Are Placebo-Controlled, Relapse Prevention Trials in Schizophrenia Research Still Necessary or Ethical?

Author Affiliations
  • 1Department of Psychiatry, New York–Presbyterian Hospital, New York
  • 2Department of Psychiatry, Columbia University Medical Center, New York, New York
  • 3New York State Psychiatric Institute, New York
JAMA Psychiatry. 2019;76(7):673-674. doi:10.1001/jamapsychiatry.2019.0275

Randomized, placebo-controlled trials have been the gold standard for evaluating the safety and efficacy of new psychotropic drugs for more than half a century. Although the US Food and Drug Administration (FDA) does not require placebo-controlled trial data to approve new drugs or marketing indications, they have become the industry stand4ard for psychotropic drug development.

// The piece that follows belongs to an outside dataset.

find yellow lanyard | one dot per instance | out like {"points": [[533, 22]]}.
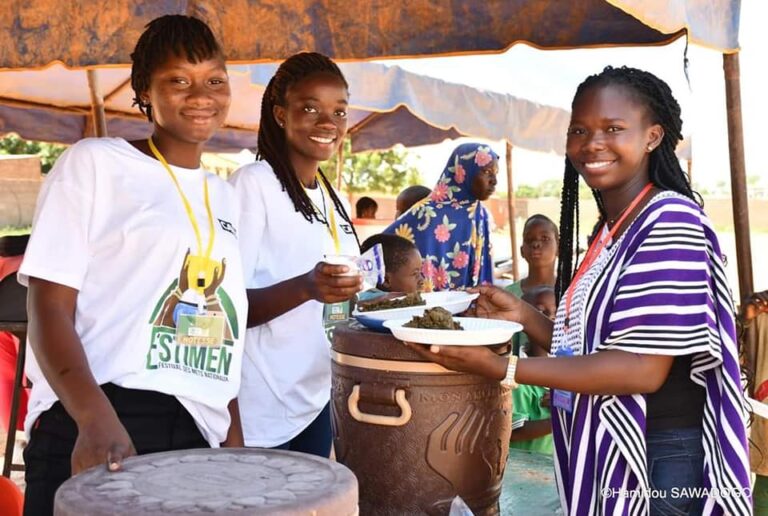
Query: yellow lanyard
{"points": [[187, 206], [330, 220]]}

Placebos are controversial. The FDA guidelines state “when a new treatment is tested for a condition for which no effective treatment is known, there is usually no ethical problem with a study comparing the new treatment to placebo.”1 However, “in cases where an available treatment is known to prevent serious harm, such as death or irreversible morbidity, it is generally inappropriate to use a placebo control.”1(p15) When new antipsychotics are developed for schizophrenia, it can be debated which guideline applies.